Many Christians have accepted the theory that Christmas has a pagan background. Many therefore have mixed feelings about this feast. The background is that under the Roman emperor Justinian (527-565 A.D.)December 25 was recognized as an official holiday. This day in ancient Rome was the ‘Dies Natali Invictus,’ ‘the birthday of the unconquered,’ the day of the winter solstice and at the same time, in Rome, the last day of the Saturnalia, which had long since degenerated into a week of unbridled carnival. Christianity took over the birthday of the sun god, the cult of the sun, and transformed it into Christmas Day, the “birthday” of Jesus the Messiah! In fact it was the birthday of the pagan sun god, worshipped by millions throughout the Roman Empire! If that is true, we have an argument not to celebrate Christmas.
But now to the true story behind Christmas!
Few believers are aware that Christmas isn’t pagan at all.
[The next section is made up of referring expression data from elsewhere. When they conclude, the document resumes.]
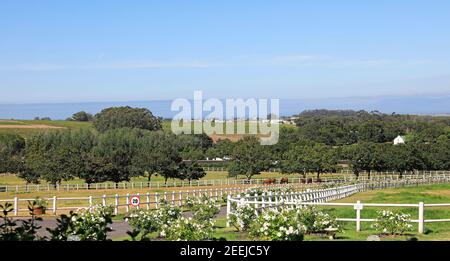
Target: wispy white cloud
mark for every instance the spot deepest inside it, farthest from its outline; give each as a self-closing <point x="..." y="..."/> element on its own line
<point x="116" y="65"/>
<point x="255" y="61"/>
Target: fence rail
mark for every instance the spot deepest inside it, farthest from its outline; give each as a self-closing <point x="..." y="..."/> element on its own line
<point x="345" y="176"/>
<point x="319" y="197"/>
<point x="121" y="203"/>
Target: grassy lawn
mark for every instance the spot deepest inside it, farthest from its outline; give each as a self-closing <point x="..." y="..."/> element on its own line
<point x="13" y="180"/>
<point x="427" y="193"/>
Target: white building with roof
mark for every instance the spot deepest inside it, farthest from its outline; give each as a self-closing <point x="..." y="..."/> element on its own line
<point x="399" y="140"/>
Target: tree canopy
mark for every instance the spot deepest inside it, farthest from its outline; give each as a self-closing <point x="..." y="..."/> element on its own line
<point x="126" y="117"/>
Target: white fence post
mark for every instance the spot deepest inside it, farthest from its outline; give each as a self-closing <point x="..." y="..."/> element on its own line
<point x="127" y="200"/>
<point x="16" y="206"/>
<point x="421" y="215"/>
<point x="228" y="209"/>
<point x="54" y="204"/>
<point x="116" y="204"/>
<point x="358" y="216"/>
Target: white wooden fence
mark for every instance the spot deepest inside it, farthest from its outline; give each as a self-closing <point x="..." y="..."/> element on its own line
<point x="121" y="203"/>
<point x="320" y="197"/>
<point x="343" y="177"/>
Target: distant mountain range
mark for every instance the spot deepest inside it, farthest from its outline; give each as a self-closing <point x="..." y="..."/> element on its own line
<point x="423" y="104"/>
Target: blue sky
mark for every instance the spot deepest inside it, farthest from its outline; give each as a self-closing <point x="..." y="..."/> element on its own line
<point x="81" y="51"/>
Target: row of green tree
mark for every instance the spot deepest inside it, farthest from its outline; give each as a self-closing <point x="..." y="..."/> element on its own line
<point x="335" y="127"/>
<point x="114" y="155"/>
<point x="127" y="142"/>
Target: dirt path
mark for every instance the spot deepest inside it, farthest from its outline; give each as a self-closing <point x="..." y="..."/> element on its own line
<point x="31" y="126"/>
<point x="119" y="227"/>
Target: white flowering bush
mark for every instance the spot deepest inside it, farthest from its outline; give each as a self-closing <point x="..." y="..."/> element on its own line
<point x="277" y="225"/>
<point x="145" y="222"/>
<point x="84" y="225"/>
<point x="203" y="207"/>
<point x="392" y="222"/>
<point x="242" y="216"/>
<point x="188" y="229"/>
<point x="315" y="221"/>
Hanukkah, the Jewish Festival of Lights, is an extra-Hebrew-Biblical feast. This feast is also called the Feast of Dedication of the temple, and goes back to the period of the Maccabees, to 168 B.C. after Antiochus Epiphanes had desecrated the temple. The apostle John refers to this feast in John 10:22: “At that time the Feast of Dedication [of the reconsecration of the temple] took place at Jerusalem. It was winter.”
At this winter feast Jesus argued with the Jews about His mission in the world. At this festival Jesus presented Himself as the True Content of the temple and with His message “I am the light of the World.”
In the 4th century A.D. the church had a heavy struggle with Arius who taught that Jesus was mere a created being. After the First Council of Nicaea (325 A.D.), which stated that Jesus was God Himself in the flesh, the need was felt to celebrate the birth of Christ. They decided to take the Festival of Lights (at the 25th day of the month Kislev) as this day, but according to the Western calendar. The church accepted this without any problem, which is seen for example in Augustine’s Christmas homily in the 5th century.
In 2 Maccabees 10:7 we read: “So they held ivy wands, beautiful branches, and also palm leaves, and offered hymns to the one who had made the purification of his own temple possible.” The context of this verse points also the second advent of Christ.
So Christmas, like Hanukkah as feast in the winter and with its beautiful branches and leaves, isn’t pagan as many think.
With this in mind, I wish all my dear Facebook friends a happy and bright Biblical Christmas, a happy and bright “Feast of the Light of Christ”, where we remember that He came into this world to renew our temple, to throw out the old man and put the new man in. In our oneness, in our union, our coming Festival of Lights reminds us that His ‘I AM’ implies our ‘I am’. At Christmas, we remember that HE IS THE LIGHT OF THE WORLD, but also that WE ARE the light of the world. There is no better truth to be aware of this coming year.
A happy and bright Hanukkah Christmas!!!